Hello, Human grew from an unlikely place. A lunch. Actually, a series of lunches that Peter and Steve ate together over the course of a couple of years. These were always longer-than-planned affairs that would begin with a simple question and spiral into something nearly galactic. Before long we took this act on the road with The Human Business podcast, and it turned out to be the chrysalis that birthed Hello, Human: a podcast that grapples with the question of what it means to be, and how to be, a human in a world of machines and algorithms. It is an ongoing and idiosyncratic conversation—embedded deeply in the humanities—that makes the argument that those of not made of silicon still have something to say about the future we’re all rushing into.
Multicast twice a month, each episode deals with a specific question, often taken from those writing or speaking most eloquently about our contemporary human condition. There are digressions, rambling monologues that even occasionally return to the topic at hand, and honest explorations of meaning, relevance, and applicability. It’s eavesdropping at its best.
The People Behind the Voices
PETER BG SHOEMAKER
As an entrepreneur, as a senior executive, and as a consultant, Peter has spent a quarter of a century helping companies and governments build meaningful, real relationships with their stakeholders and design for the future. From start-ups to Fortune 500s, from educational auditoria to legislative chambers, he’s served as an advocate for the role of the human experience in highly technologically-mediated contexts.

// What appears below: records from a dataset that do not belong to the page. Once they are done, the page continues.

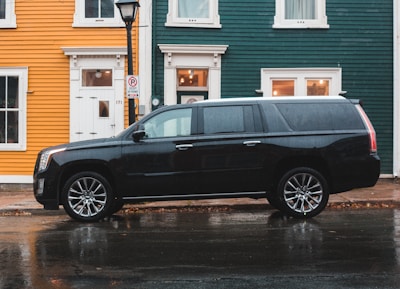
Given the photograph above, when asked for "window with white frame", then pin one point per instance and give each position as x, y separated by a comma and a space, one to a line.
7, 14
193, 13
96, 13
301, 81
300, 14
13, 109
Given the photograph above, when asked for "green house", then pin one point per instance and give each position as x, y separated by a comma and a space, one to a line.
209, 49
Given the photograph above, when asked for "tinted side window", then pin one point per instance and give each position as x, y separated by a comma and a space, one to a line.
228, 119
320, 116
169, 124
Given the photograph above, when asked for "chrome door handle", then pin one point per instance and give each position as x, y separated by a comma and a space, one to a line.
251, 143
184, 147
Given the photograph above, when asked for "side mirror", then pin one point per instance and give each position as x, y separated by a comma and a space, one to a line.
138, 135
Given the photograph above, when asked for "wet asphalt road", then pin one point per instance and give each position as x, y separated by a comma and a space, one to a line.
257, 249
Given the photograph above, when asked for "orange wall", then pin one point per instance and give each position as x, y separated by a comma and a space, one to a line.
43, 27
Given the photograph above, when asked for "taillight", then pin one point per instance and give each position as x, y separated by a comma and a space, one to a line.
370, 128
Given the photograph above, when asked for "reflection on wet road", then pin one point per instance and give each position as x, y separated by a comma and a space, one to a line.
338, 249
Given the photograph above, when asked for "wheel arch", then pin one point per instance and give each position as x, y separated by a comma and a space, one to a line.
92, 166
315, 163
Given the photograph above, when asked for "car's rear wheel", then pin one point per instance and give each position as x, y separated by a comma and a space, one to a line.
302, 193
87, 197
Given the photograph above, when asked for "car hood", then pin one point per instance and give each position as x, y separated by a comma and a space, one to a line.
86, 144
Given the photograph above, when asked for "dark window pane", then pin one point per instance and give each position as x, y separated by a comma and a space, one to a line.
223, 119
97, 77
12, 99
91, 8
104, 108
2, 127
12, 127
330, 117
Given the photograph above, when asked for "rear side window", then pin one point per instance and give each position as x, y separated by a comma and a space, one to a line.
227, 119
320, 116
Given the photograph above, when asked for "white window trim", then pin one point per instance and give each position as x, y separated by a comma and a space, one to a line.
11, 20
195, 56
281, 23
22, 74
174, 21
300, 76
81, 21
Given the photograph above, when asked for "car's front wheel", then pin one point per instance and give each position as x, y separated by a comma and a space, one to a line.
302, 193
87, 196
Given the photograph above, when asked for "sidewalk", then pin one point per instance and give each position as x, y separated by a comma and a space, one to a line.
385, 193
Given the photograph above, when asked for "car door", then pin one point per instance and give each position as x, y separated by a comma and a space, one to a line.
161, 163
230, 148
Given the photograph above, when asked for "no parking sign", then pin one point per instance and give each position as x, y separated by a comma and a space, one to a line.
132, 86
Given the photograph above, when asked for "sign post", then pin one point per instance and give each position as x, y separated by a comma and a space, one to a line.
132, 86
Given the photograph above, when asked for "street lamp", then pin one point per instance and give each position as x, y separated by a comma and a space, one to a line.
128, 10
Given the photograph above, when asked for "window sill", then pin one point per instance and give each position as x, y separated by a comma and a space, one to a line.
300, 26
193, 25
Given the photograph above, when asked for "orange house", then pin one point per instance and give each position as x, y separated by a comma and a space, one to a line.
62, 77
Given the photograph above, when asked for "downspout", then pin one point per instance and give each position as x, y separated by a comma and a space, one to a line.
396, 89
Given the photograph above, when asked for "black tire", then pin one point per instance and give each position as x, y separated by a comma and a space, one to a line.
87, 197
302, 193
116, 206
273, 200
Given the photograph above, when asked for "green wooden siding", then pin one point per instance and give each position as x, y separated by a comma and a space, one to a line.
359, 40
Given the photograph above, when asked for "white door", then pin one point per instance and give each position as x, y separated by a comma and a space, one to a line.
95, 114
97, 99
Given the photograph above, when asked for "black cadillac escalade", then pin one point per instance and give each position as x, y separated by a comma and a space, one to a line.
293, 151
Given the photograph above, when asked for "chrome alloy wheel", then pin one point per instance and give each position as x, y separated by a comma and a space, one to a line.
303, 193
87, 197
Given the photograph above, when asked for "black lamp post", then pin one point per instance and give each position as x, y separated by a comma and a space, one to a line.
128, 10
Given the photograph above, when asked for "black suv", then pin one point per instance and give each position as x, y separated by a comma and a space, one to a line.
293, 151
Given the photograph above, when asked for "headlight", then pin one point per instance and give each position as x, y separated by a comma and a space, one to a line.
45, 157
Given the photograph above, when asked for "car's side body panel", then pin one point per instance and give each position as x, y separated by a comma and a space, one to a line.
221, 149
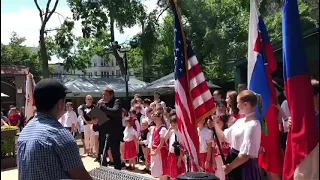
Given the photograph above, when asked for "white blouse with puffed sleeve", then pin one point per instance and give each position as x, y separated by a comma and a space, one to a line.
244, 136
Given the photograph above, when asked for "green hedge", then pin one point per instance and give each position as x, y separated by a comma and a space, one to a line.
8, 144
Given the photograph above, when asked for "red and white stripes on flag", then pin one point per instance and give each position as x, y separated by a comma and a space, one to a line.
193, 99
30, 107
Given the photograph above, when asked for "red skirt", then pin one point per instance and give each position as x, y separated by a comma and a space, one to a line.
164, 157
172, 170
130, 151
149, 156
202, 161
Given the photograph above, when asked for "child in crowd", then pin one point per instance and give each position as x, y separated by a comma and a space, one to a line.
148, 116
166, 114
135, 121
14, 117
205, 140
153, 106
222, 123
144, 137
159, 151
130, 138
221, 107
80, 125
175, 166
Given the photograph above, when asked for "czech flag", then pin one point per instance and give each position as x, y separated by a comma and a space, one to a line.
302, 152
261, 63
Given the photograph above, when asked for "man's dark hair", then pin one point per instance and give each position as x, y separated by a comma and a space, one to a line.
47, 93
315, 86
156, 92
109, 90
147, 101
219, 91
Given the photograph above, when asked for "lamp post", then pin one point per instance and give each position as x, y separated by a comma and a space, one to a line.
126, 78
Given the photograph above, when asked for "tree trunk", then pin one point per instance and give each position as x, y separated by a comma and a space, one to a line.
114, 48
144, 59
44, 55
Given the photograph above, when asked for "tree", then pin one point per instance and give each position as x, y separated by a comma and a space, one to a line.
45, 15
15, 54
106, 15
77, 51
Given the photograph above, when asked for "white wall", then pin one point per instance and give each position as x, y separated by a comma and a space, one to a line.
98, 67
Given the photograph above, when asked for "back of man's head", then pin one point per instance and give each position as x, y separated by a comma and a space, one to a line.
47, 93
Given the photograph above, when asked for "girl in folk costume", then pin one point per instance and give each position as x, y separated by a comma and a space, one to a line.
232, 106
205, 140
244, 137
130, 138
143, 141
159, 151
175, 166
135, 121
222, 123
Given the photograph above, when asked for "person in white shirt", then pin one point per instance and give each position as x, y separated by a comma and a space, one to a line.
244, 137
157, 100
130, 138
175, 164
205, 147
69, 119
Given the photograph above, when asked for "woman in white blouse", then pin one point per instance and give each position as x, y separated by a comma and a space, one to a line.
244, 137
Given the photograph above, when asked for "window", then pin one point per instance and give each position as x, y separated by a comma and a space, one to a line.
118, 73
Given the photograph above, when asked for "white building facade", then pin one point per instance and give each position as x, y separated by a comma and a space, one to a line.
99, 68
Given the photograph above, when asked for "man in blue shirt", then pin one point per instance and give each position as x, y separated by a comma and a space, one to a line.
45, 149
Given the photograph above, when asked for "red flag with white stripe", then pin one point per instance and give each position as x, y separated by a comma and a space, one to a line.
193, 98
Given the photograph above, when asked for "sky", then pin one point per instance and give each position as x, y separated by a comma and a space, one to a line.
22, 17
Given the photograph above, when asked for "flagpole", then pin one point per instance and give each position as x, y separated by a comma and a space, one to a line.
220, 148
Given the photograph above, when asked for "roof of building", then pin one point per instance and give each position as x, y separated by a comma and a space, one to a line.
14, 70
82, 86
166, 84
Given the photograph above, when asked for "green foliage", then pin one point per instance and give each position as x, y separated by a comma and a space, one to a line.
8, 143
16, 54
77, 51
8, 128
97, 16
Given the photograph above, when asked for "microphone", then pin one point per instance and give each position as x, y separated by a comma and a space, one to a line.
177, 148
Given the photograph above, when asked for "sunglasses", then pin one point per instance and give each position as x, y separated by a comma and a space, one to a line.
156, 115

Peter’s belief in commercial and civil experiences as designed spheres of mutual respect and benefit has been applied to successfully developing relationships between customers and companies and their employees in markets as diverse as personal care products, medical devices, and IT, and between stakeholders and governments in policy arenas such as surface transportation, energy, defense, intelligence, and electronic commerce. He excels in reframing interactions between individuals and organizations, and organizations and their operating environment. The result? Clarity, purpose, authenticity, and a renewed sense of shared value.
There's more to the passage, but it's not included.